Après une forte période de tension, la question de l’indépendance semble connaître une certaine détente. La région est dirigée par le parti ERC, la Gauche républicaine de Catalogne, un parti de gauche indépendantiste modéré, moins radical que le parti de Puigdemont, Juntsper Catalunya (Ensemble pour la Catalogne). Par ailleurs, le gouvernement espagnol actuel est composé d’une coalition regroupant notamment la gauche socialiste (Parti socialiste ouvrier espagnol, Parti des socialistes de Catalogne) et les nationalistes catalans (Gauche républicaine de Catalogne et Junts per Catalunya) ce qui a amélioré les relations entre Madrid et Barcelone. Par ailleurs, la situation économique difficile et l’augmentation de l’immigration ont vu les questions du pouvoir d’achat et de l’insécurité prendre de l’importance dans le débat public catalan. Néanmoins, Puigdemont et son parti cherche à maintenir la question de l’indépendance au premier-plan. Il a d’ailleurs annoncé que si jamais il échouait à devenir président de la région à l’issue de ces élections, il se retirerait de la vie politique. La campagne est ainsi traversée par ces deux questions : d’un côté des sujets nationaux espagnols (le pouvoir d’achat, l’insécurité, l’immigration) et d’un autre côté, la question de l’indépendance de la Catalogne.

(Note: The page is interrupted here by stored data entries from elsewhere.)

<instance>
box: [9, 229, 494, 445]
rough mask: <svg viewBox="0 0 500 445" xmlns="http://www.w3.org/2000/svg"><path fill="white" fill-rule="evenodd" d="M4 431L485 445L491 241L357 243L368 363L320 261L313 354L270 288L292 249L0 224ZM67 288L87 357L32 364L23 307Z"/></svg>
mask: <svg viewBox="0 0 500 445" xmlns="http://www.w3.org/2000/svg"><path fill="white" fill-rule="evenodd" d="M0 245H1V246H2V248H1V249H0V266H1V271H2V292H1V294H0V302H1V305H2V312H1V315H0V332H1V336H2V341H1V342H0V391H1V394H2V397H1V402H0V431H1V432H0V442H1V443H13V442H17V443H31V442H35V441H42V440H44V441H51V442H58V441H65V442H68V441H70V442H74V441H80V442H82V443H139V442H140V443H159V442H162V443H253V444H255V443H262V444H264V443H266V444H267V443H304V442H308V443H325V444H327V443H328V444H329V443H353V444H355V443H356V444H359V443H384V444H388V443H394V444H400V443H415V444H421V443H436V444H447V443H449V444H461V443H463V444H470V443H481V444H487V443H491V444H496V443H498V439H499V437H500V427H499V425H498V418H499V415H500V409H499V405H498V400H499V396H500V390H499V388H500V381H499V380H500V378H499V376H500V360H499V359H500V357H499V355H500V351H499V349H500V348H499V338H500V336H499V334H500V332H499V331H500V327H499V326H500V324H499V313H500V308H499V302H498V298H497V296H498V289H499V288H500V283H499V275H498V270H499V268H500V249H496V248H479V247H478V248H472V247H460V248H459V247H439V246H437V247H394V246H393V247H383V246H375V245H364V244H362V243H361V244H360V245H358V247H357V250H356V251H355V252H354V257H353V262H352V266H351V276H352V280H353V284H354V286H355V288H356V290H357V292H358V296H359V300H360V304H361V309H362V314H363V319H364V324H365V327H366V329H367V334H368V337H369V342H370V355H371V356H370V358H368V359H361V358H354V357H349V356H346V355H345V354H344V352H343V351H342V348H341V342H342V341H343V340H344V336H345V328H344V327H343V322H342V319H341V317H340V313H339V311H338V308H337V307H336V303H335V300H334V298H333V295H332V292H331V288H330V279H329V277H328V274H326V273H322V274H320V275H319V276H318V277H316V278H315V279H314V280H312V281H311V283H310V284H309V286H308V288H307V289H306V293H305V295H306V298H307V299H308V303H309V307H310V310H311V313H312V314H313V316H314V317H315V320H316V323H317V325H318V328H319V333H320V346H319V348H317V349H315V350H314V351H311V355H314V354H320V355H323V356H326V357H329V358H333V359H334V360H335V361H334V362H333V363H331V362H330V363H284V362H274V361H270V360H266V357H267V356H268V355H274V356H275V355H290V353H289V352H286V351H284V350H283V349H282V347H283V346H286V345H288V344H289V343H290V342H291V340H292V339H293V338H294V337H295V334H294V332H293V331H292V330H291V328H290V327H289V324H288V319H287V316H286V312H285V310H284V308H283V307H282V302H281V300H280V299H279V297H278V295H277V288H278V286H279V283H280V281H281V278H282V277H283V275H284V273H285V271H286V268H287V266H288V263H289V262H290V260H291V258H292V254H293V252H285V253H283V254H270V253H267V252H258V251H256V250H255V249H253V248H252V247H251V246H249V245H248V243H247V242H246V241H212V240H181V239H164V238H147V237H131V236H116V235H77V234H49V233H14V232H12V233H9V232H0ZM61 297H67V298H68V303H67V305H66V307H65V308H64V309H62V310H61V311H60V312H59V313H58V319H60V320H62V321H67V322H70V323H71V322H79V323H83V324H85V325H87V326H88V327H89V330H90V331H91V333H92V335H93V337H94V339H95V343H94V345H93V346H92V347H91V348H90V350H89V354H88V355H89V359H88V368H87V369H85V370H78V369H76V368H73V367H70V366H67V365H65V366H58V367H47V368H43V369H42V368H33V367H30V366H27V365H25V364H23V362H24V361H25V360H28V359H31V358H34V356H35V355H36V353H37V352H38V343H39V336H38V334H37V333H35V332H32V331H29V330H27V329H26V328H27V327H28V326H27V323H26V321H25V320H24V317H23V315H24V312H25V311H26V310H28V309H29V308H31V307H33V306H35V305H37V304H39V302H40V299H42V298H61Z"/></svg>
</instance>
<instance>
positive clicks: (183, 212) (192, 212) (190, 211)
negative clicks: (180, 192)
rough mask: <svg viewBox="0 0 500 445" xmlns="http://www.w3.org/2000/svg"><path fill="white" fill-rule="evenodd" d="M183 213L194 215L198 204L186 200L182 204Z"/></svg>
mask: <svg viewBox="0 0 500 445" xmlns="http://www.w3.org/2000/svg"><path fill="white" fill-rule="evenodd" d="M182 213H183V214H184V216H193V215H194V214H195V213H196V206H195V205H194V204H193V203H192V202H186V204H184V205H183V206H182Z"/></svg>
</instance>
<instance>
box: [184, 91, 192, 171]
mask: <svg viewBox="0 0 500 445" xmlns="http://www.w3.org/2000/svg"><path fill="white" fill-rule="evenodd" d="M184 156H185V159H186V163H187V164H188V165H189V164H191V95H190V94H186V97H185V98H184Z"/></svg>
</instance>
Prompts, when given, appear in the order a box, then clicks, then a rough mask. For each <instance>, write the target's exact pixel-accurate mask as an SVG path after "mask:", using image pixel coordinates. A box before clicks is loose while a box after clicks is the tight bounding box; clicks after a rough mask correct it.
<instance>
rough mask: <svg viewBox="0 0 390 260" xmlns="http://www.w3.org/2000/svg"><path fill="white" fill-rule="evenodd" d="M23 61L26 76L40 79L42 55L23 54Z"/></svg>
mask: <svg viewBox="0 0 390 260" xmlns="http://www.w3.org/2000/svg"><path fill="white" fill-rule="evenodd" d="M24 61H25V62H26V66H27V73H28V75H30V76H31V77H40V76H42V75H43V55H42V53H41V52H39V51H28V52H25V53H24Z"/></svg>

Les forces politiques en présence

La situation politique en Catalogne est compliquée du fait de la présence d’un double clivage : d’un côté, le clivage gauche-droite classique présent dans toute l’Espagne et d’un autre côté, un clivage entre indépendantistes catalans et unionistes pro-Espagne. Cela conduit à une multiplication des partis politiques. Du côté indépendantiste, trois partis historiques sont à noter : à droite, Ensemble pour la Catalogne (Junts), le parti de droite indépendantiste radical de Puigdemont et à gauche, ERC, la Gauche républicaine de Catalogne. À ces deux partis s’ajoute un parti d’extrême-gauche indépendantiste, la Candidature d’unité populaire (CUP). Enfin, depuis peu, émerge une droite nationaliste catalane anti-immigration représentée par l’Alliance catalane. Ce nationalisme catalan marqué à la droite radicale est une rupture avec le nationalisme catalan historique, traditionnellement favorable à l’immigration, notamment marocaine, dans laquelle il voit une manière de réduire la proportion d’hispanophones en Catalogne. En face de ces partis existent des partis loyalistes, déclinaison locale des grands partis espagnols : à gauche, le Parti des socialistes de Catalogne ; à droite, le Parti populaire, conservateur, et Vox, nationaliste. A cela s’ajoute le parti de gauche radicale, Comuns Sumar, globalement loyaliste mais favorable à l’auto-détermination du peuple catalan.

Les résultats des élections

Le Parti des socialistes de Catalogne a remporté ces élections avec 28% des voix, devant la droite indépendantiste Junts qui progresse malgré tout avec 21,6% des voix. La grande perdante de ces élections est la gauche indépendantiste ERC qui s’effondre et tombe à 13,7% des voix juste devant la droite unioniste du Parti populaire qui elle gagne 7 points et obtient 11% des voix. La gauche radicale, tant unioniste qu’indépendantiste, s’effondre tandis que les nationalistes catalans de l’Alliance catalane entrent au parlement. Dans ces résultats, se reflète l’importance des thèmes du pouvoir d’achat, qui a bénéficié à la gauche socialiste, et de l’immigration et de l’insécurité qui ont bénéficié aux droites conservatrices et nationales. Les socialistes sont les grands vainqueurs de ces élections et peuvent espérer créer une majorité gouvernementale. Le pari semble perdu pour Puigdemont puisque pour la première fois depuis 2012, les indépendantistes ont perdu leur majorité en réalisant leur moins bon score depuis 1980. Néanmoins, tout n’est pas encore perdu pour eux. En effet, une alliance des unionistes est impossible puisque les socialistes refusent de gouverner avec les nationalistes de Vox. La seule possibilité pour une majorité dirigée par les socialistes serait une coalition regroupant ces derniers, la gauche radicale (Comuns Sumar) et la gauche indépendantiste (ERC). Mais il pourrait être dangereux pour ERC de rompre le front uni des indépendantistes pour se rallier aux unionistes. A l’inverse, des nouvelles élections risqueraient de tourner à la catastrophe pour l’ERC car ces dernières risqueraient de tourner à un duel entre les socialistes et les indépendantistes de Junts. Puigdemont peut donc encore espérer de nouvelles élections qui seraient probablement favorables à son parti, voire un gouvernement indépendantiste minoritaire. Dans tous les cas, trouver une majorité va être difficile.

Le gouvernement de gauche du socialiste Pedro Sanchez repose notamment sur une coalition entre la gauche socialiste, la gauche radicale et les indépendantistes catalans. La formation d’un gouvernement composé des mêmes forces en Catalogne viendrait renforcer le gouvernement socialiste. A l’inverse, si jamais cette alliance venait à échouer, notamment si la gauche indépendantiste refusait de gouverner avec les socialistes et que de nouvelles élections avaient lieu en Catalogne (ou qu’un gouvernement indépendantiste venait malgré tout à voir le jour), cela pourrait venir affaiblir la majorité au niveau espagnol de Pédro Sanchez et recréer une nouvelle crise indépendantiste en Catalogne.